Monday, 27 April 2015

7 Research-Backed Breakfast Tips for Faster Weight Loss

If you're trying to lose weight, it's smart to make your morning meal count. Hit your goals in no time with these tasty, zero-deprivation tactics, all of which have been proven by scientific studies.

Pick a Cereal With Large Flakes
Size matters—even when it comes to wheat flakes. In a new study from Penn State, researchers crushed up cereal to create four different sizes of flakes. Because the cereal that was crushed into smaller pieces was denser when participants poured it into a bowl, people underestimated the number of calories in those bowls. The lesson here: If you choose bigger flakes, you'll consume fewer calories without even noticing the difference.

Eat Oat Bran
We're the first to admit that oat bran isn't exactly the sexiest breakfast food. But it is one of the smartest: A recent studyfound that one of its key nutrients—fiber—keeps you fuller, longer, meaning you won't get hit by random cravings throughout the day. (And you know what? These apple-cinnamon oat bran muffins are kind of sexy!)

Have a Big(ger) Breakfast
Yep, a larger morning meal might mean more calories, but it also might mean more efficient weight loss. In a recent study, one group of people ate 700 calories at breakfast, 500 calories at lunch, and 200 calories at dinner, while another group ate 200 calories at breakfast, 500 calories at lunch, and 700 calories at dinner. Twelve weeks later, those who’d been eating a 700-calorie breakfast had lost two and a half times more weight than the other group, likely because your metabolism is at its most efficient in the a.m. But don't gorge on empty calories, of course—make 'em count, like with these yummy ideas.

Stock Up on Protein Early
Another way to rein in your appetite and fend off cravings? A protein-packed first meal, which one study has shown to produce a potent satiety signaler called peptide YY. In the study, participants who consumed a protein-rich breakfast reported feeling less hungry and ate fewer indulgent snacks after dinner. Check out the protein-packed recipes in the link above, or stock up on some of these protein bars if you tend to rush out the door in the morning.

Eat Oatmeal
A bowl of cereal with large flakes: great. A bowl of oatmeal: possibly even better. See, according to a recent study, people who ate a bowl of oatmeal for breakfast described themselves as less hungry and more satisfied than people who ate the same amount of calories in cereal. (Thanks, fiber!) Upgrade your bland bowl to #OatmealPorn status with these toppings.

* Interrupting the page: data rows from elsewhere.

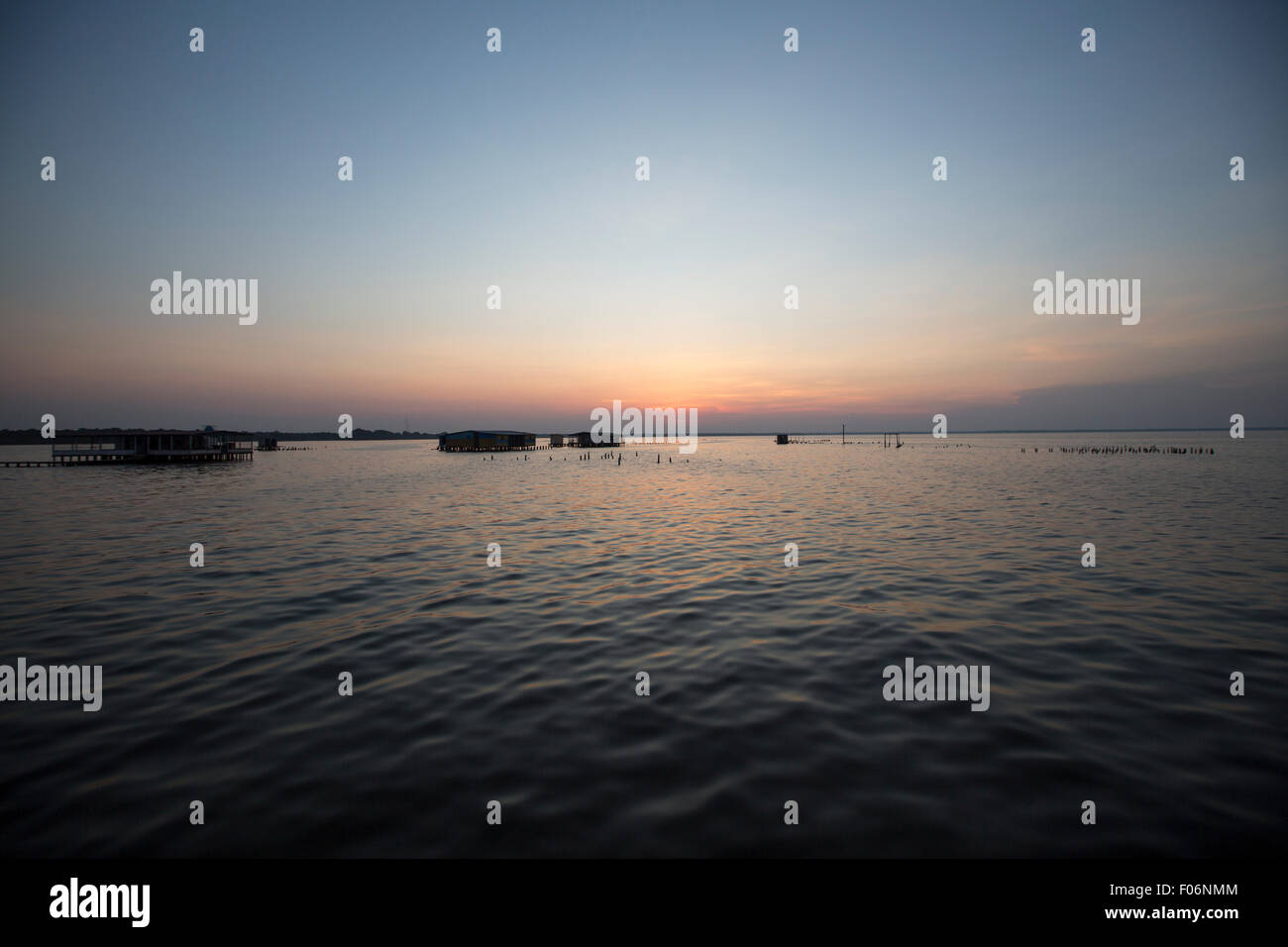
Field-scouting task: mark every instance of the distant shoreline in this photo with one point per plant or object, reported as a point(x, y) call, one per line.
point(31, 436)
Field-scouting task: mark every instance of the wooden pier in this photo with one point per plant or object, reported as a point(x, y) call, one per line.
point(137, 446)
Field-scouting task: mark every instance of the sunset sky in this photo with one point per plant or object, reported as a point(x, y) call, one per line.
point(768, 167)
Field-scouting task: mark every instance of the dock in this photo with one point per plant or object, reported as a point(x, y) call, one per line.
point(140, 446)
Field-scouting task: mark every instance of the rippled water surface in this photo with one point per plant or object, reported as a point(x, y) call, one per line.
point(518, 684)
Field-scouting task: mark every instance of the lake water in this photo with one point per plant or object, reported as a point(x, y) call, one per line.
point(518, 684)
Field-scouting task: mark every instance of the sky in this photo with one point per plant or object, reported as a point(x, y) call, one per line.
point(518, 169)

Add Some Eggs to Your Breakfast
Some eggs-cellent (sorry, we had to) news: Research has shown that eating two eggs in the morning can lead to more effective weight loss than inhaling a breakfast bagel. The thinking is that the high amount of protein—about 5.5 grams in one medium egg—keeps you full. Bonus: They also contain a nutrient called choline, which improves nervous system function and cardiovascular health.

Top Your Toast with Peanut Butter
One of the easiest-to-make breakfasts—peanut butter on toast—is also one of the healthiest. In one study, participants who ate peanuts and peanut butter in the a.m. had higher levels of peptide YY, a.k.a. the "I feel full now" hormone; their blood sugar levels also spiked less after eating a carb-heavy lunch. Just be smart about your PB&T since each two-tablespoon serving contains about 190 calories.